In southern Tasmania, in particular, workers in the electorates of Franklin and Denison are set to lose between $12.6 million and $23.5 million a year, if a partial abolition of penalty rates were to proceed. So, as you can see, the effects of changes to penalty rates will have a significant impact. I would like to thank both the SDA and United Voice, who I know do great work representing the members of their unions.
I have to ask myself as a Tasmanian senator—and there are a couple of others in the chamber—what would the impact on the Tasmanian economy be, if there was $131.6 million dollars less in Tasmanian workers’ pockets to spend in their community? Let me tell you: it would be an utter disaster.
Labor understands the concerns of small business, but a survey for the restaurant and catering industry found that 90 per cent of the businesses surveyed opened on a Sunday and, of those, more than half did so because they made a profit. I know that there are a large number of Tasmanian businesses that have come out in favour of penalty rates—Earthy Eats and Aromas Cafe, both in Launceston; Ginger Brown cafe, Shamrock Hotel, Kornet salt sugar coffee and the Brunswick Hotel, all in Hobart, support penalty rates for their workers, and I thank them for their support.

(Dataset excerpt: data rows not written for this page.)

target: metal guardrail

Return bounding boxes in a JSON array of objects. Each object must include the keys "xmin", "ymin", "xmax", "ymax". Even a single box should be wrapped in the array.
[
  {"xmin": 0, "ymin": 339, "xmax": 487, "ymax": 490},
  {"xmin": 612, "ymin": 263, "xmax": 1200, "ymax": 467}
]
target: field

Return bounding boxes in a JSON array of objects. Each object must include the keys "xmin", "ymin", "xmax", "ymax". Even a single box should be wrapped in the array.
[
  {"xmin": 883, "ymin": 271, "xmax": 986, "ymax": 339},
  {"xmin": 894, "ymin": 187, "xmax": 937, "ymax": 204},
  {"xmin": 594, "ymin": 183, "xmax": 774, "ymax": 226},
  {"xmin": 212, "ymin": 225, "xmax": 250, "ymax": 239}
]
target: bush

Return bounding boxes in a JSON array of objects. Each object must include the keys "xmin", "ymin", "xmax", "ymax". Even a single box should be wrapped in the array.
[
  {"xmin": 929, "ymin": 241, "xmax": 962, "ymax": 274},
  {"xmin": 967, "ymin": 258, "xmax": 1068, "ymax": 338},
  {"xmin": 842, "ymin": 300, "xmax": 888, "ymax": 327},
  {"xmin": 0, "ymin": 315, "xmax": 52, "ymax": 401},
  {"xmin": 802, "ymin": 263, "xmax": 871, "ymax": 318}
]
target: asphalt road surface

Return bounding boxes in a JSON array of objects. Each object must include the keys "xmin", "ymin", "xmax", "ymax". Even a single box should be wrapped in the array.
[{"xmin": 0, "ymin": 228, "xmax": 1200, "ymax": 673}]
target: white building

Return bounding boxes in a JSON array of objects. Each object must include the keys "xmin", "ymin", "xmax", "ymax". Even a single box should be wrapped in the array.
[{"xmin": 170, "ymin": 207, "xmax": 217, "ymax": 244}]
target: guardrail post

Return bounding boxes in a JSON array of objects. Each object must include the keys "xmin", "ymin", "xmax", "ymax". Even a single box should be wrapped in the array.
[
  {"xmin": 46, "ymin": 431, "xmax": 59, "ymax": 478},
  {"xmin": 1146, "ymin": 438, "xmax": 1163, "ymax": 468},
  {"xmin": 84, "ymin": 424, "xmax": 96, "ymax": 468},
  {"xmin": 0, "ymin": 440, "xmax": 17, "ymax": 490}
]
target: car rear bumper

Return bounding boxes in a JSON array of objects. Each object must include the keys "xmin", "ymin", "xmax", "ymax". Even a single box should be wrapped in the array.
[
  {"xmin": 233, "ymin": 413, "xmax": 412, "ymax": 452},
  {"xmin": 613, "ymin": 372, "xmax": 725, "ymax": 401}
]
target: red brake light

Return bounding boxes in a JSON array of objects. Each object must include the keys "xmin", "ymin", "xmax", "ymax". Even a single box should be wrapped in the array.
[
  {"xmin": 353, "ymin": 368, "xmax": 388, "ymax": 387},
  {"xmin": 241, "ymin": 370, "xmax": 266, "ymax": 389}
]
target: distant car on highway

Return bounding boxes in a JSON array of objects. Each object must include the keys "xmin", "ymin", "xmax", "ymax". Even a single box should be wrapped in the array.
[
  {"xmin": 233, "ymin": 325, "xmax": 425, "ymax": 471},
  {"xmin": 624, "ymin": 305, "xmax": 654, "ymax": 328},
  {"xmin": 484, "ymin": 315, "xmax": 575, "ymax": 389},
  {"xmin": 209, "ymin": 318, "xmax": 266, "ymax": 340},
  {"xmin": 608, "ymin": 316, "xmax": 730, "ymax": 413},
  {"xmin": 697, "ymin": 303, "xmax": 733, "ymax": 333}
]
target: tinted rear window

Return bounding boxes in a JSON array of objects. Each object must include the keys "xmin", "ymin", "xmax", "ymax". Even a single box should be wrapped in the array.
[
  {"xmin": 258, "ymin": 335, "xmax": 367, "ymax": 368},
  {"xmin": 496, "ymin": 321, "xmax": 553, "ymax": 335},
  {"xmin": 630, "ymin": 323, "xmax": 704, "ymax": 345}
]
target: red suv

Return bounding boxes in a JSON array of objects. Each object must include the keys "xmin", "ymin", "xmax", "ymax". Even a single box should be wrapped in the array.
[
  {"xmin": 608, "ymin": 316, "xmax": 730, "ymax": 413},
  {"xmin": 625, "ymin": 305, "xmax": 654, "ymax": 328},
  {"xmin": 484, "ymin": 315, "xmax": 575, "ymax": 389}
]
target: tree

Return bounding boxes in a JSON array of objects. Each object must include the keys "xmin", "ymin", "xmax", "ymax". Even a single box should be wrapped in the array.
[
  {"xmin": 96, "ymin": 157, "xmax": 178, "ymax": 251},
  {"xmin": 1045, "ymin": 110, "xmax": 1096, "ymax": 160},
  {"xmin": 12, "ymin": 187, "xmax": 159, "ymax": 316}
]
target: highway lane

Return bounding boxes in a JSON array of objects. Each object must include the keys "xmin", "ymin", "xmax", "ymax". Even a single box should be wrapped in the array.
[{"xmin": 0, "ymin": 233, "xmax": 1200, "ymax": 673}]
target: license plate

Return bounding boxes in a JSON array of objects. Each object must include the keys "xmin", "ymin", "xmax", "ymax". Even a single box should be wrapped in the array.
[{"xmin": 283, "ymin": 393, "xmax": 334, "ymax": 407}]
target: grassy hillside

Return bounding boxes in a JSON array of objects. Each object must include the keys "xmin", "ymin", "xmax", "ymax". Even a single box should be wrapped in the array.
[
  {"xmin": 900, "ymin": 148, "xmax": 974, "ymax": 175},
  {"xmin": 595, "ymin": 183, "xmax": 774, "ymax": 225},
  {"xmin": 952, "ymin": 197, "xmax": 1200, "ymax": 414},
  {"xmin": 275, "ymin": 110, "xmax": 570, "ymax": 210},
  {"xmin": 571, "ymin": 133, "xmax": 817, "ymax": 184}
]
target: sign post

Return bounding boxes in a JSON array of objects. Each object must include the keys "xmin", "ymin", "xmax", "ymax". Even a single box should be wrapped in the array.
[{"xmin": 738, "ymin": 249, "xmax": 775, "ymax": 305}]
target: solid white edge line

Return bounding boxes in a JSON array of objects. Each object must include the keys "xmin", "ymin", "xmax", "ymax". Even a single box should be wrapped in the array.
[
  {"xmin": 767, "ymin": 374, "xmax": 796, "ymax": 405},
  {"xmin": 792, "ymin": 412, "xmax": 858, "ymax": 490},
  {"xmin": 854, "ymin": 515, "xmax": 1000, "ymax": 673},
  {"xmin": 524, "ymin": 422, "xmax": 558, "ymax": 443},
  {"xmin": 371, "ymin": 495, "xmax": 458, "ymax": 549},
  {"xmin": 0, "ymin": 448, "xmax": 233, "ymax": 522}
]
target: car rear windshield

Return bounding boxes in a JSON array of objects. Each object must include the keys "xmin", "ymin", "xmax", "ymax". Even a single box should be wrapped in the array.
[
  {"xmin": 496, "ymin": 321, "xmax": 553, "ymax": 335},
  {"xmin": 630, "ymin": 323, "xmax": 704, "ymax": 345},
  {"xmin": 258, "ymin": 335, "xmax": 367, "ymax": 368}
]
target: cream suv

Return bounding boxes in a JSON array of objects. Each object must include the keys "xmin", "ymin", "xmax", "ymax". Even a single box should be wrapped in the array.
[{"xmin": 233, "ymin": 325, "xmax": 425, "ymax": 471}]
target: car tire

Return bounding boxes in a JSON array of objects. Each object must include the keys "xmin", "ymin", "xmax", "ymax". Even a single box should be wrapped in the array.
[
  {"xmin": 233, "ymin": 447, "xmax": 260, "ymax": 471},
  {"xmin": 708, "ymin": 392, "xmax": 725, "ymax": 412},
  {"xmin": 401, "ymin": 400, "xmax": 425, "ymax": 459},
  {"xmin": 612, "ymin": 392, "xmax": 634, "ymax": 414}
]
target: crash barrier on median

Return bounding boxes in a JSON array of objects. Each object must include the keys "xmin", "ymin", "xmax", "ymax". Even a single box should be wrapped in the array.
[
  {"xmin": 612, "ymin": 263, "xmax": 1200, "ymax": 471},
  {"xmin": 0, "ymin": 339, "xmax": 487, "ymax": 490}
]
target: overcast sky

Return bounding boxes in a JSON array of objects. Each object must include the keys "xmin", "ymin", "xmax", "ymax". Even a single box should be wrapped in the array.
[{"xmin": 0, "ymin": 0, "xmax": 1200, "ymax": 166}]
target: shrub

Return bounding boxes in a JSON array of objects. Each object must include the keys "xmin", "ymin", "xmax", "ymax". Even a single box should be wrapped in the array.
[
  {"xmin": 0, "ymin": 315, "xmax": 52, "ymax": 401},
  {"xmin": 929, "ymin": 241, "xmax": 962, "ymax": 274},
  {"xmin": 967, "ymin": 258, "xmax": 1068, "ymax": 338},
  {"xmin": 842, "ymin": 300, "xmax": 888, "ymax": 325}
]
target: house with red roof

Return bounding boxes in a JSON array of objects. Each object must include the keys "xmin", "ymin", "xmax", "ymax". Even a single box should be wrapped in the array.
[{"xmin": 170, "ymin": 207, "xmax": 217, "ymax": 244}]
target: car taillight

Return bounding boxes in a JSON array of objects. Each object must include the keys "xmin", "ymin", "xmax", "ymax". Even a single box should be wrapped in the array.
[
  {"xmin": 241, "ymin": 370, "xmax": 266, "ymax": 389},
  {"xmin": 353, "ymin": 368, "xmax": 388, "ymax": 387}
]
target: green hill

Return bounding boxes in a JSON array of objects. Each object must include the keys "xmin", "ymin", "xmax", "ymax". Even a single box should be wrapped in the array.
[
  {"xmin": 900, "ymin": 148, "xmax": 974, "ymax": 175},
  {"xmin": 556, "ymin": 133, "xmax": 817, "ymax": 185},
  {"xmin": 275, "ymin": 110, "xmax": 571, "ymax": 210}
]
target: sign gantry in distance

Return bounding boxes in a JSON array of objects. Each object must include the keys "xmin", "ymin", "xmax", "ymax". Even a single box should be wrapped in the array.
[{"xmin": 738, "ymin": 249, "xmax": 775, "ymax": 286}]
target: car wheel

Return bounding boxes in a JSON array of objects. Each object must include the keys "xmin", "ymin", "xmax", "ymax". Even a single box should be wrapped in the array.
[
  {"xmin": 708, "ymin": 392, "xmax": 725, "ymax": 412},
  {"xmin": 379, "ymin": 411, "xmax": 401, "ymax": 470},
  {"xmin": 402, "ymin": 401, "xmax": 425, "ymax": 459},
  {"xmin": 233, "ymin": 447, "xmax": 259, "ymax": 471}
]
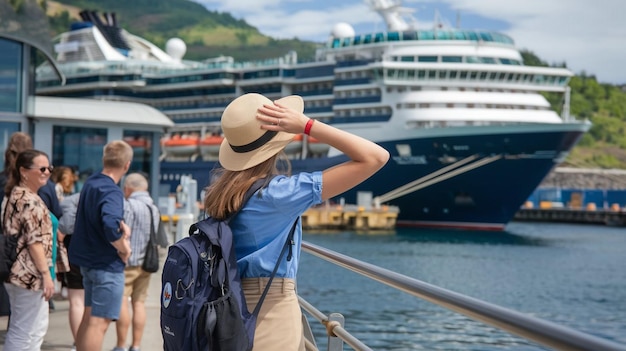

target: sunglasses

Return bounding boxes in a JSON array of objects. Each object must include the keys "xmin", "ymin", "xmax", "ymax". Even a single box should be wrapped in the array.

While the government is hiding behind the Productivity Commission to hide their plans to cut penalty rates, Labor is actually talking to the people that will be affected. We formed the Fair Work Taskforce so we could give people—particularly workers—an opportunity to talk about how the Abbott, and now Turnbull, government’s attacks on jobs, wages and conditions will affect them. I was really pleased to be asked by the shadow minister to be part of that task force. It has also been an opportunity for a conversation about what the government could be doing to create the high-skill jobs of the future, by investing in skills and training, infrastructure, innovation and entrepreneurship.
Over the two days of hearings in Tasmania, the Fair Work Taskforce heard from workers in aged and disability care, retail and manufacturing about the importance of penalty rates to them and their families; university academics about the impact of casualisation on their job security; and a whole range of people with concerns about what was happening in the industrial relations area.
On the subject of penalty rates, we heard from workers across a variety of industries. For most of these workers, the penalty rates component comprised about 25 per cent of their pay, but they relied on that extra pay to help them get by. The retail workers, for example, spoke to us about how their penalty rates gave them enough pay to afford luxuries for their families. The luxuries that they were referring to were not a holiday, a house extension or a big flashy car; they were actually talking about weekend sport for the kids or being able to go to the movies. One worker actually said to us that going to McDonalds for dinner from time to time was a luxury for her family—and this government wants to take that away. Another worker said she struggled to get by so much that she once had to borrow money from her 11-year-old daughter to pay her family’s internet bill.
In addition to the financial consequences of cutting penalty rates, we heard from those in the aged and disability care sector that cutting penalty rates would make it extremely difficult for them to attract skilled workers, particularly those who would cover night shifts and weekends—and we need these people.